Given that he had once carried her daughter’s near-lifeless body out of this same doorway and into an arriving ambulance, she was acting in a fairly cool way towards him. “Yes, well, your nurse telephoned just now to let us know you might be coming by today, so it’s not a total surprise.”

“Look, if this isn’t a good time, I can really—”

He heard Adeline’s footsteps coming down the stairs—such a rickety, narrow staircase it was—and the strangest feeling shot through him, a pang of inexplicable anxiety such as he had never before known.

“Dr. Gray, hello. Mother, I’ll see Dr. Gray into the drawing room.”

He followed her thin figure into the room on the right, then waited to sit down while she shut the double doors.

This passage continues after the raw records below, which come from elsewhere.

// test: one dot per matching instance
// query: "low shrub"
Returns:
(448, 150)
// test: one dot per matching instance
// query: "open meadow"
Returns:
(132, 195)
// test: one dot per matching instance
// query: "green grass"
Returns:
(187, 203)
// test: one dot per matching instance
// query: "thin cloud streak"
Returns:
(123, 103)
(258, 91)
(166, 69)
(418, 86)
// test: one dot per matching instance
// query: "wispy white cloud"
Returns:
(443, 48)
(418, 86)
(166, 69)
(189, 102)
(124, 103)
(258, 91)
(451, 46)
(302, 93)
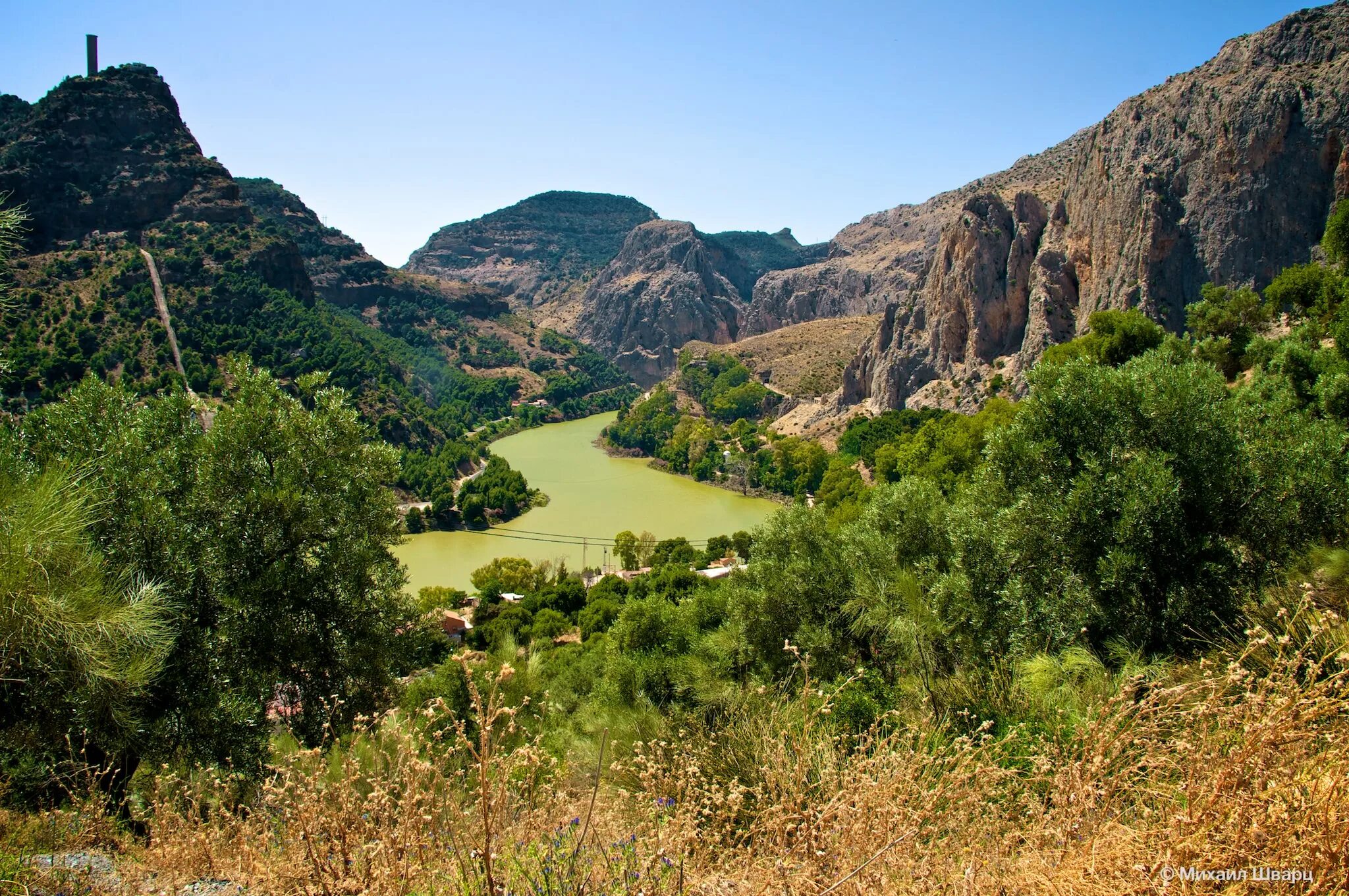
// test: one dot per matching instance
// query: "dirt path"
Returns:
(163, 317)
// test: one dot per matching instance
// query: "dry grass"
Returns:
(1234, 762)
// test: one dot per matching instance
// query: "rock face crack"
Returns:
(1223, 174)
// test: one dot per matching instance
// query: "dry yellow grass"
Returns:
(1238, 762)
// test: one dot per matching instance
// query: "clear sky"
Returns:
(393, 119)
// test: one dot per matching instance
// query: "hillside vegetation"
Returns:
(1103, 629)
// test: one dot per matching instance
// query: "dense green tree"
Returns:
(508, 574)
(1135, 504)
(1115, 337)
(673, 550)
(625, 548)
(946, 449)
(269, 531)
(82, 642)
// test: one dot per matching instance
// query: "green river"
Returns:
(592, 495)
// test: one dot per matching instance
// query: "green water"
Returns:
(592, 495)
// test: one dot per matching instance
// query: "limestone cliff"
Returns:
(341, 269)
(108, 153)
(667, 286)
(536, 250)
(1223, 174)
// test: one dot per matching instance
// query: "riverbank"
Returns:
(656, 464)
(593, 498)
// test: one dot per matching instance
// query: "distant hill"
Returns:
(341, 269)
(535, 250)
(763, 252)
(104, 167)
(802, 360)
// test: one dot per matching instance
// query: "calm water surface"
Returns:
(592, 495)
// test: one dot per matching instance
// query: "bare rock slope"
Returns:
(1223, 174)
(667, 286)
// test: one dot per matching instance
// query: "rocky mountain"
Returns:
(607, 270)
(667, 286)
(108, 154)
(1223, 174)
(341, 269)
(107, 169)
(535, 250)
(763, 252)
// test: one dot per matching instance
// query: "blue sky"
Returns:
(395, 119)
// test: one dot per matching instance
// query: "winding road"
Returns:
(163, 319)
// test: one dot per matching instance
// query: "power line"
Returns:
(556, 538)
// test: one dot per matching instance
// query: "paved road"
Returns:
(163, 317)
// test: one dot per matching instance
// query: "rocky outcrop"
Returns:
(667, 286)
(341, 269)
(887, 256)
(535, 250)
(108, 153)
(763, 252)
(1223, 174)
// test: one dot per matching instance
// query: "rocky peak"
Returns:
(1223, 174)
(341, 269)
(536, 248)
(108, 153)
(667, 286)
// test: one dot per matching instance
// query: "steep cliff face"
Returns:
(535, 250)
(341, 269)
(667, 286)
(107, 169)
(1223, 174)
(108, 153)
(885, 257)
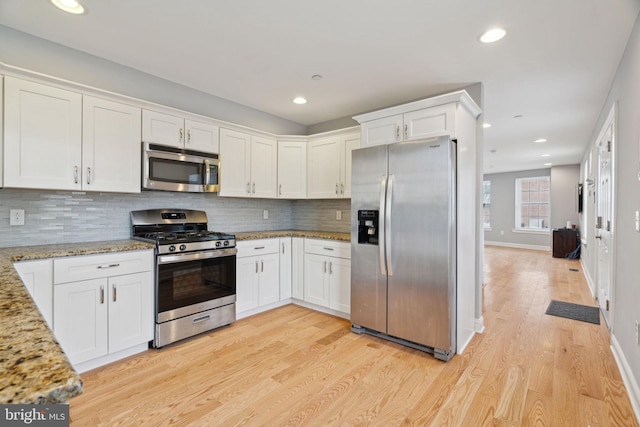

“Please, have a seat.” She motioned to the larger settee a few feet in front of the bay window, behind which he noticed a makeshift window seat over an old water radiator. Several needlepoint cushions were piled high across the deep window ledge, along with an impressive stack of books and a little kitten curled up asleep. He gave it a tender pat, then looked back at Adeline inquisitively.

“A present. From Adam Berwick.”

He stopped petting the kitten and looked about himself. “I see you are all set up here,” he remarked as he fluffed up some of the cushions and started turning over some of the books.

“Looking for clues?” She smiled wanly. “My little perch. Where I watch the world go by.”

“Adeline,” he started to admonish her, then tried to soften his tone, “please don’t talk like—please don’t be so hard on yourself. This is an awful time—I know.”

“I know you know.” She stared at him, not coldly like her mother, but resignedly. Finally she motioned again for him to sit down, while she sat primly in a carved wooden rocking chair across from the fireplace, facing him at an angle.

“Thank you for your card,” he offered after a few seconds of silence.

“You came over just to tell me that?”

“Adeline,” he sighed, “please, let’s not do this.”

“It’s just easier this way,” she sighed in return.

“What—being rude to everybody—to your mother—to me?”

“I just don’t have the energy like I used to.”

“You were indeed quite energetic—almost too much so,” he said, attempting to coax a smile onto her pale, tightly drawn face.

She couldn’t help but smile back. Sometimes she forgot how much he knew about her—forgot how long he had known the real her, the person she now only remembered herself to be.

“Well, you’re welcome. For the card, I mean.”

“Ah, that reminds me.” He reached into the pocket of his coat, which he had thrown over the back of the settee. “I brought you something. ’Tis the season and all that.”

He pulled out the small rectangular package and stood up to hand it to her. She gave a small, self-conscious frown as she said, “I didn’t get you anything.”

“Your card was enough.” He sat back down on the settee. “And anyway, as they say, it’s the thought that counts.”